Summer of Code Progress: Tor configuration

Filed under: Blog — krkhan @ 4:52 am
Summer of Code Archive Inspirated Code
Original Proposal Google Docs
Repository Tor Project Git
Mentor Blog arm Development Log

“O Marvelous! what new configuration will come next? I am bewildered with multiplicity.” — William Carlos Williams

Up until now my GSoC development was dealing with the “monitoring” aspects of arm. In addition to being a monitor a Tor controller is also supposed to, well, control the Tor client. Tor offers a detailed specification which can be used to interact with a running client and control it in a myriad of ways. This specification is then used by controllers like arm and Vidalia to fetch and/or update the client configuration.

The CLI configuration panel for arm already understood the control specification quite well. The first step towards reusing those portions for the GUI was to rewrite the inheritance code so that underlying data structures of the CLI were automagically connected to the Gtk+ models. That made the actual implementation of GUI configuration panel a whole lot cleaner. As things are, the panel detects the data types of configuration options and opens pertinent dialogs for user input:

Configuration panel for garm
(Click on the thumbnail for larger version.)

Next item in to-do list was implementing a path selection panel in arm. After a thorough discussion on IRC with the core Tor developers it was decided that giving end-users complete access to the PathSupport component of TorCtl would ultimately hurt their anonymity with little (if any) pay-off. Letting them choose the country of their exit relay was still seen as a useful feature which is what I’m working on right now.

Meanwhile, while setting the configuration options needed to choose an exit country I figured that arm should be notified of any changes made by other controllers to the options in question. Damian pointed me to ticket #1692 which proposed an enhancement for this very purpose. He had already created a patch for the job but few quirks needed to be addressed before the patch was ready for being merged. Thanks to help from Nick Mathewson and Robert Ransom I was able to fix the code and get it inside the tor and tor-spec repositories.

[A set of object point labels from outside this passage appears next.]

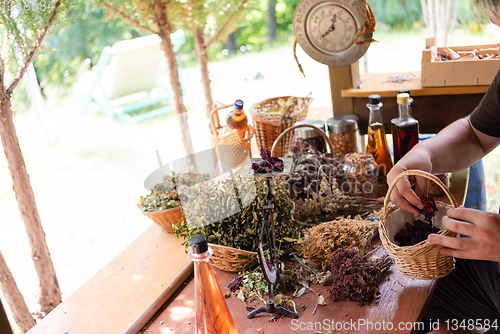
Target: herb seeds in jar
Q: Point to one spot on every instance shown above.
(308, 136)
(360, 175)
(343, 131)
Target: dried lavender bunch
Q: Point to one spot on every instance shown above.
(412, 234)
(354, 276)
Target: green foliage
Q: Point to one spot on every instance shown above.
(21, 25)
(397, 13)
(82, 39)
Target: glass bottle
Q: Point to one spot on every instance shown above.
(377, 141)
(360, 175)
(212, 313)
(404, 129)
(237, 119)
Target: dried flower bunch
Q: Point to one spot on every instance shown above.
(214, 210)
(164, 195)
(320, 241)
(412, 234)
(268, 164)
(355, 276)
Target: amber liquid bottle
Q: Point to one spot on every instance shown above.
(404, 129)
(212, 313)
(237, 119)
(377, 141)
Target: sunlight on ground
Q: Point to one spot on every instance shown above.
(87, 171)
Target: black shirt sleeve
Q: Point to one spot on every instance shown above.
(486, 117)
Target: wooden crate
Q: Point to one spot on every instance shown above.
(458, 72)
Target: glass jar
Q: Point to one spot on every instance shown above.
(360, 175)
(306, 136)
(344, 134)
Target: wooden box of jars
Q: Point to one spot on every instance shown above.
(473, 65)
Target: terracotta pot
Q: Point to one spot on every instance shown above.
(166, 218)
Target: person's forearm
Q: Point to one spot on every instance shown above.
(454, 148)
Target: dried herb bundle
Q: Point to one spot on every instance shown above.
(322, 240)
(355, 276)
(164, 194)
(214, 210)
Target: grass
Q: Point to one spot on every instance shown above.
(87, 171)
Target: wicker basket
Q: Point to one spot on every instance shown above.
(422, 260)
(166, 218)
(267, 129)
(285, 133)
(232, 155)
(232, 259)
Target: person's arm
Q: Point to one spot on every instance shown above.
(454, 148)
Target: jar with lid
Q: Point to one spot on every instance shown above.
(307, 136)
(344, 134)
(360, 175)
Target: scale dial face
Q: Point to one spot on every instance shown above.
(325, 29)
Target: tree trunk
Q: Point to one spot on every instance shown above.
(201, 53)
(164, 33)
(272, 24)
(14, 298)
(50, 294)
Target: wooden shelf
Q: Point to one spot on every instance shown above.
(377, 84)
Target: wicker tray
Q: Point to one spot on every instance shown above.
(423, 260)
(267, 129)
(166, 218)
(232, 259)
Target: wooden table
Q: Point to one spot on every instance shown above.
(148, 283)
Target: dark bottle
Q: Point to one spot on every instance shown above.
(377, 141)
(212, 313)
(404, 129)
(237, 119)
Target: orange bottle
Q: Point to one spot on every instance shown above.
(212, 313)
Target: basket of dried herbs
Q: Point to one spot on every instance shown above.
(274, 115)
(229, 213)
(405, 238)
(163, 205)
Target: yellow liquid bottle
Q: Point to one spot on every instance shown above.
(377, 141)
(237, 119)
(212, 312)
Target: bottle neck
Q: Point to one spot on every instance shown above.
(404, 111)
(203, 257)
(375, 114)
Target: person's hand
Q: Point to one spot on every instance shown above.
(402, 195)
(482, 229)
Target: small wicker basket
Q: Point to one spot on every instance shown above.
(267, 129)
(234, 157)
(166, 218)
(232, 259)
(423, 260)
(285, 133)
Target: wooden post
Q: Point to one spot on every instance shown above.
(14, 300)
(343, 78)
(4, 322)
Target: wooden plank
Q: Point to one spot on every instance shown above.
(122, 296)
(401, 301)
(376, 84)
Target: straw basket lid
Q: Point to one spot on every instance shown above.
(422, 260)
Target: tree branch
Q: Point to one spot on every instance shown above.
(33, 52)
(128, 18)
(219, 33)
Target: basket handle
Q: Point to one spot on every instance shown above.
(426, 175)
(214, 117)
(275, 144)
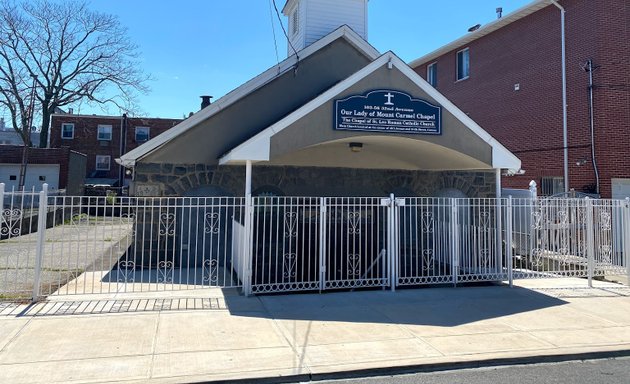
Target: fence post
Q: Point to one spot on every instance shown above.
(41, 238)
(322, 243)
(532, 218)
(454, 242)
(392, 242)
(508, 241)
(248, 245)
(590, 237)
(626, 238)
(499, 238)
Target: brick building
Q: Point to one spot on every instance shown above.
(60, 168)
(507, 76)
(99, 137)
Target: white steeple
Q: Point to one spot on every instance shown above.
(310, 20)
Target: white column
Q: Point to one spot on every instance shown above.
(626, 238)
(508, 241)
(499, 221)
(248, 237)
(41, 229)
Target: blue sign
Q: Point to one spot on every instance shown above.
(387, 111)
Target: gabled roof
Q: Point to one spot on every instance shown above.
(258, 147)
(130, 158)
(483, 31)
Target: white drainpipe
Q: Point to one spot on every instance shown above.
(564, 96)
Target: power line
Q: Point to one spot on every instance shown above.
(297, 58)
(273, 30)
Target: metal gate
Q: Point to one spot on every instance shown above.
(67, 245)
(302, 243)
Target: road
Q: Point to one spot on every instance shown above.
(608, 371)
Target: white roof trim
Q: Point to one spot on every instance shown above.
(130, 158)
(257, 148)
(483, 31)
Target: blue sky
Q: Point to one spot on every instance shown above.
(195, 47)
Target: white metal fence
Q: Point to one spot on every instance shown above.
(62, 245)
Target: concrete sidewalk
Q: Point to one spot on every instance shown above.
(207, 335)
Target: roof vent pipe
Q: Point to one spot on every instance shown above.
(205, 101)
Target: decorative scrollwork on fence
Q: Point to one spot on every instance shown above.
(484, 220)
(130, 218)
(10, 225)
(125, 271)
(165, 271)
(289, 265)
(427, 222)
(211, 223)
(537, 257)
(563, 218)
(290, 224)
(354, 266)
(539, 218)
(606, 254)
(427, 258)
(354, 219)
(604, 221)
(77, 220)
(484, 257)
(167, 224)
(211, 271)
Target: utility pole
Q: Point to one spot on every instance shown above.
(27, 142)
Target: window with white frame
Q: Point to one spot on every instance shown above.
(295, 21)
(104, 132)
(463, 64)
(142, 134)
(432, 74)
(67, 131)
(103, 163)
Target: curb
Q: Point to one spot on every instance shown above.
(424, 368)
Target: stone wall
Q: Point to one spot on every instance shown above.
(187, 180)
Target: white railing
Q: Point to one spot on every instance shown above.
(62, 245)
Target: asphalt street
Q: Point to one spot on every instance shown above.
(608, 371)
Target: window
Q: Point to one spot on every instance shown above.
(295, 22)
(551, 185)
(103, 163)
(142, 134)
(432, 74)
(67, 131)
(463, 64)
(104, 133)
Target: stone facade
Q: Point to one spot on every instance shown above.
(189, 180)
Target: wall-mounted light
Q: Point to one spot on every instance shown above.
(355, 147)
(581, 162)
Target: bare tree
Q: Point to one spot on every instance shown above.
(73, 53)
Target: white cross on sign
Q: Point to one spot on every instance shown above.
(389, 97)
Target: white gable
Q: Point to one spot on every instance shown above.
(310, 20)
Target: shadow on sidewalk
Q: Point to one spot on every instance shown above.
(421, 306)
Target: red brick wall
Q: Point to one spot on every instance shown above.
(529, 122)
(85, 136)
(12, 154)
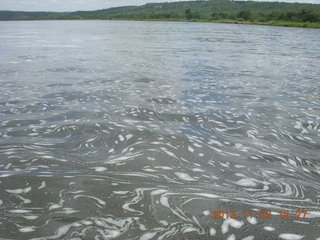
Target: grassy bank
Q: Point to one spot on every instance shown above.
(219, 11)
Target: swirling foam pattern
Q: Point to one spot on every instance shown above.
(139, 130)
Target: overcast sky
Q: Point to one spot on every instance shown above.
(73, 5)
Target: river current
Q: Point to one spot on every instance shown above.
(142, 130)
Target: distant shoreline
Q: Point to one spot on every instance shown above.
(300, 15)
(311, 25)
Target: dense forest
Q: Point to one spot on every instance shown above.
(270, 13)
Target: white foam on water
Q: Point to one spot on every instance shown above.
(147, 236)
(268, 228)
(248, 238)
(99, 169)
(157, 192)
(231, 237)
(190, 149)
(19, 211)
(184, 176)
(164, 201)
(26, 229)
(252, 220)
(246, 182)
(31, 217)
(54, 206)
(291, 236)
(206, 212)
(42, 185)
(19, 191)
(212, 232)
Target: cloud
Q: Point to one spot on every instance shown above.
(74, 5)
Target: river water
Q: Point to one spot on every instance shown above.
(141, 130)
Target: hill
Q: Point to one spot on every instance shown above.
(271, 13)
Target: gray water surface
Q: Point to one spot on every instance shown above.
(140, 130)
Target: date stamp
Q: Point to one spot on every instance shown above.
(263, 214)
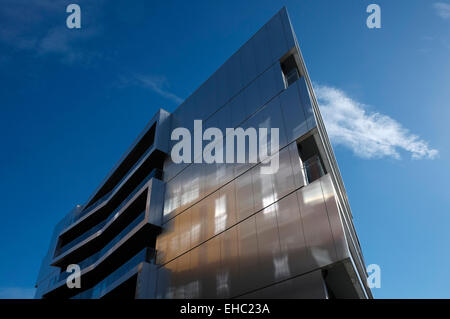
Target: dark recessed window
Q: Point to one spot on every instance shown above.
(290, 70)
(313, 167)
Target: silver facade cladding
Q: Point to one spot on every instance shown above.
(225, 230)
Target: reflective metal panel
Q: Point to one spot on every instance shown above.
(248, 255)
(284, 178)
(316, 225)
(248, 63)
(244, 195)
(295, 256)
(277, 41)
(272, 265)
(228, 275)
(262, 50)
(293, 114)
(263, 194)
(335, 219)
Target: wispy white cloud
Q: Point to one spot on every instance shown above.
(367, 134)
(442, 9)
(17, 293)
(159, 85)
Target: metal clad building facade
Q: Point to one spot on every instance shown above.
(156, 229)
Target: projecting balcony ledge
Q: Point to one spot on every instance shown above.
(103, 201)
(59, 259)
(141, 227)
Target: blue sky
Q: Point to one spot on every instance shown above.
(72, 101)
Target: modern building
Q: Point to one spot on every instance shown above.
(157, 229)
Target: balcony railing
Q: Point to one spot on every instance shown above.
(145, 255)
(96, 256)
(154, 173)
(313, 169)
(104, 197)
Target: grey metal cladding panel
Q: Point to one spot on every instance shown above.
(183, 228)
(195, 273)
(224, 172)
(316, 225)
(277, 39)
(248, 255)
(244, 195)
(183, 277)
(269, 117)
(287, 27)
(306, 102)
(263, 194)
(252, 98)
(171, 169)
(225, 213)
(270, 83)
(166, 283)
(272, 266)
(260, 43)
(248, 62)
(284, 178)
(293, 114)
(294, 251)
(156, 200)
(334, 217)
(308, 286)
(299, 173)
(166, 243)
(198, 229)
(228, 283)
(234, 75)
(212, 269)
(221, 86)
(238, 109)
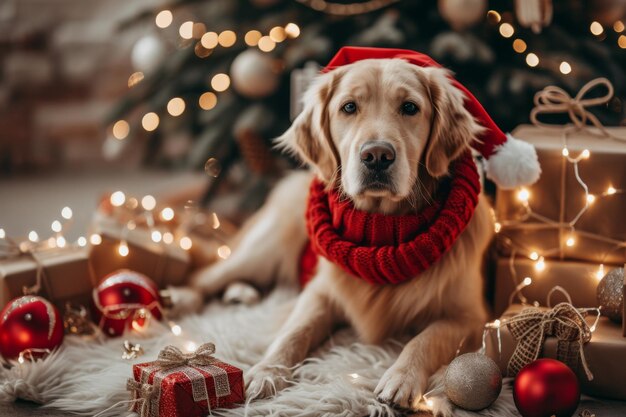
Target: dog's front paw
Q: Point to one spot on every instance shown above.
(402, 386)
(266, 380)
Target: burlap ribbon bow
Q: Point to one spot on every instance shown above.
(172, 357)
(553, 99)
(144, 394)
(533, 325)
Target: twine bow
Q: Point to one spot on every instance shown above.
(532, 325)
(172, 357)
(143, 393)
(554, 99)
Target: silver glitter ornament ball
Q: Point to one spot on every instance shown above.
(473, 381)
(610, 294)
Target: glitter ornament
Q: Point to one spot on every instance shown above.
(29, 325)
(545, 388)
(610, 294)
(473, 381)
(255, 74)
(125, 299)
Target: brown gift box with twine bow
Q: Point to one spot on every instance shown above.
(559, 196)
(181, 384)
(66, 276)
(579, 279)
(604, 354)
(165, 264)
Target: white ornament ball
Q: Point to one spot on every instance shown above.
(254, 74)
(473, 381)
(462, 14)
(147, 54)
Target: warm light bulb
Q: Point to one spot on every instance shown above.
(176, 106)
(278, 34)
(33, 236)
(66, 213)
(167, 214)
(227, 38)
(186, 30)
(117, 199)
(523, 195)
(596, 28)
(223, 252)
(148, 202)
(164, 19)
(506, 30)
(266, 44)
(532, 60)
(121, 128)
(292, 30)
(600, 272)
(540, 265)
(220, 82)
(150, 121)
(60, 241)
(122, 249)
(95, 239)
(185, 243)
(168, 238)
(56, 226)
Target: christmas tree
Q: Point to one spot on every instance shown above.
(216, 80)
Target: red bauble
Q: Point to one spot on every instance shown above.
(546, 387)
(122, 299)
(29, 322)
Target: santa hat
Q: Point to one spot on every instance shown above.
(509, 163)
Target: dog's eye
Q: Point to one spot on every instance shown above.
(349, 107)
(409, 108)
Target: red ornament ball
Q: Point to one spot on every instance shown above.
(123, 299)
(29, 322)
(546, 387)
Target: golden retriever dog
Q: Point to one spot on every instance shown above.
(414, 119)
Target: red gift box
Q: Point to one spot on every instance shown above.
(191, 389)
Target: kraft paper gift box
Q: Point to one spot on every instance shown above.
(165, 264)
(605, 354)
(558, 187)
(67, 276)
(579, 279)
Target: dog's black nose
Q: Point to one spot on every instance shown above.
(377, 155)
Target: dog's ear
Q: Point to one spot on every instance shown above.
(452, 127)
(309, 137)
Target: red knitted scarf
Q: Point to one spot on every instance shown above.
(383, 249)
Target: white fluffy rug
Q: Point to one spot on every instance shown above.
(86, 377)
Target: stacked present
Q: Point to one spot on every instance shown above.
(566, 232)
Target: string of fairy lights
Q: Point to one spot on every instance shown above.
(206, 43)
(507, 30)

To make use of the new CONF_CHANGED event I also wrote patches for TorCtl and Vidalia. The TorCtl patch shall help me in making arm aware of configuration changes. While the Vidalia one is a proof-of-concept which created a signal and connected it to a debug function which for the time being just logs the options changed for the running Tor instance.

I hope to be done with exit node selection within a couple of days after which I’ll port the feature to CLI version of arm. It’ll be a good little exercise to start decoupling the arm interfaces from its backend so that future development is more streamlined and fun.